Not unlike in Moonlight, Elio’s contrasting alienation is portrayed as a kind of precocious, diary-writing introversion, though also an endearingly neurotic self-consciousness. Thus he is fascinated by — and resentful of — the careless ease with which Oliver moves through the world. Their age difference is also a factor in their gender difference; Oliver’s adult, hairy-chested butchness versus Elio’s hairless twinkishness.

They engage in a metaphorical dance as Elio in some ways tries to match Oliver’s affect, acting like an annoyed, aloof teen. The dancing meme comes from a moment when Elio gazes at Oliver dancing with Chiara (Victoire Du Bois), one of the background women characters, who is simply there to confirm their sexual fluidity and keep them apart in their homosocial triangle. Even the song Oliver dances to — which he loves and comes up again in the film — is the Psychedelic Furs’ “Love My Way,” part of a post-punk tradition of androgyny (they also sang “Pretty in Pink”) that is less about celebrating femininity than it is about the cultural cachet of straight men who are “man” enough to be girly. The fact that stans of the film over-dubbed the scene with diva anthems like Madonna’s “Like a Virgin” might be understood as a playful critique of the film’s insistently self-serious masculinism.
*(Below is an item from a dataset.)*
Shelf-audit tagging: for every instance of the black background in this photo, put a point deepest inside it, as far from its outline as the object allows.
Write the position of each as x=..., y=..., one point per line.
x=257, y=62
When Oliver and Elio directly interact with each other, as in a memorable scene where they circle a fountain, much of their dialogue and action is about the dance of impossibility that also seems to afflict the characters in movies like Brokeback and Moonlight. As Richard Brody’s New Yorker review pointed out, the characters — and their circular, intentionally vague conversations — leave them almost as ciphers, allowing for plenty of audience projection. “Are you saying what I think you’re saying?” Oliver asks, and they seem to reach an understanding.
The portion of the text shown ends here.